A convenient PyPI package containing inference-only code with slimmed down dependencies will be released in the future.

Prerequisites¤

Git
Python 3.10+
uv (highly recommended), or pip
Modern GPU for running triton kernels (this requirement will be lifted in the future)
~10GB disk space for data.

Installation¤

Clone the repository and sync the environment. We use uv to manage the virtual environment and dependencies.

git clone https://github.com/abc8747/microfuel
cd microfuel
uv sync --extras cli

Codebase Layout¤

Understanding the structure will help you navigate the commands:

src/microfuel/: The core library.
- datasets/: Logic for loading raw parquet files (raw.py) and generating features (preprocessed.py).
- model.py: The GDN, Hypernetwork, and Loss functions.
- hacks.py: JIT-compiled kernel patches for fla to support variable-length sequences without recompilation.
scripts/: CLI entry points.
- main.py: The primary interface for all tasks (downloading, processing, training).
- plots.py: Visualization tools for debugging and analysis.

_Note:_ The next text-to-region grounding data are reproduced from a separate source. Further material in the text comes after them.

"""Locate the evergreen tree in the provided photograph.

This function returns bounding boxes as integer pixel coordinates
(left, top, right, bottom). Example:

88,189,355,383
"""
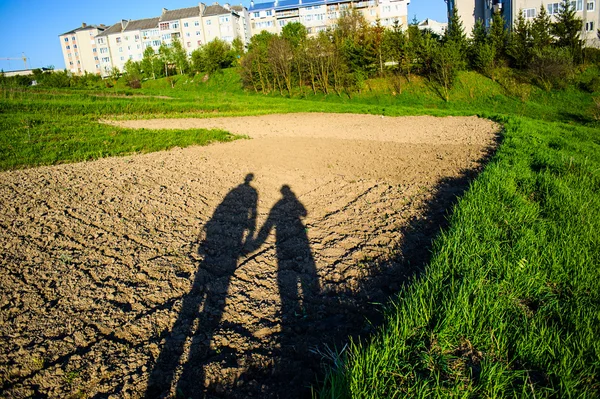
508,11,533,69
444,6,468,68
531,3,552,53
489,11,508,65
552,0,583,63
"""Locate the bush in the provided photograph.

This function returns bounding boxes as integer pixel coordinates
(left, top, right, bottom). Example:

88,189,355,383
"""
528,47,574,90
583,47,600,65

Step-by-Step Reproduction¤

1. Data Ingestion¤

The PRC Data Challenge 2025 data is hosted on S3. You will need to request a team creation and configure your access credentials in data/config.toml (create this file if it doesn't exist, see data/config.example.toml).

# downloads raw parquet files to data/raw/
uv run scripts/main.py download-raw

For consistency and to avoid confusion, we rename the data partitions:

cd data/raw

mv flightlist_train.parquet flight_list_phase1.parquet
mv fuel_train.parquet fuel_phase1.parquet
mv flights_train flights_phase1

mv flightlist_rank.parquet flight_list_phase1_rank.parquet
mv fuel_rank_submission.parquet fuel_phase1_rank.parquet
mv flights_rank flights_phase1_rank

mv flightlist_final.parquet flight_list_phase2_rank.parquet
mv fuel_train.parquet fuel_phase2_rank.parquet
mv flights_final flights_phase2_rank

2. Preprocessing¤

This step applies the Kalman Filter/RTS Smoother to the raw ADS-B points to generate clean inputs. It also generates the train/validation splits based on stratified sampling of aircraft types and flight durations.

# smoothed trajectory vectors (heavy CPU usage, ~30 minutes)
uv run scripts/main.py create-dataset --partition phase1

# generate normalisation statistics (mean/std, ~5 minutes)
uv run scripts/main.py create-stats --partition phase1

# create stratified splits
uv run scripts/main.py create-splits --partition phase1

3. Training¤

Launch the training loop. The model uses wandb for logging.

uv run scripts/main.py train \
    --partition phase1 \
    --exp-name "quickstart-gdn-v1" \
    --batch-size 64 \
    --lr 4e-4 \
    --epochs 20 \
    --beta 0.999 \
    --loss-type rmse_kg

--beta: The Class-Balanced Loss hyperparameter. Higher values (e.g., 0.999) heavily upweight rare aircraft types.
--loss-type: To avoid long tail distributions, the model outputs the average fuel burn rate over the segment instead of the total fuel burnt in that segment. rmse_kg effectively optimises against both for training stability.

4. Evaluation¤

To evaluate a specific checkpoint on the validation set:

uv run scripts/main.py evaluate \
    data/checkpoints/quickstart-gdn-v1/step00500_123.45.pt \
    --partition phase1 \
    --split validation

This will generate a parquet file in data/predictions/ containing ground truth vs. predicted values for analysis.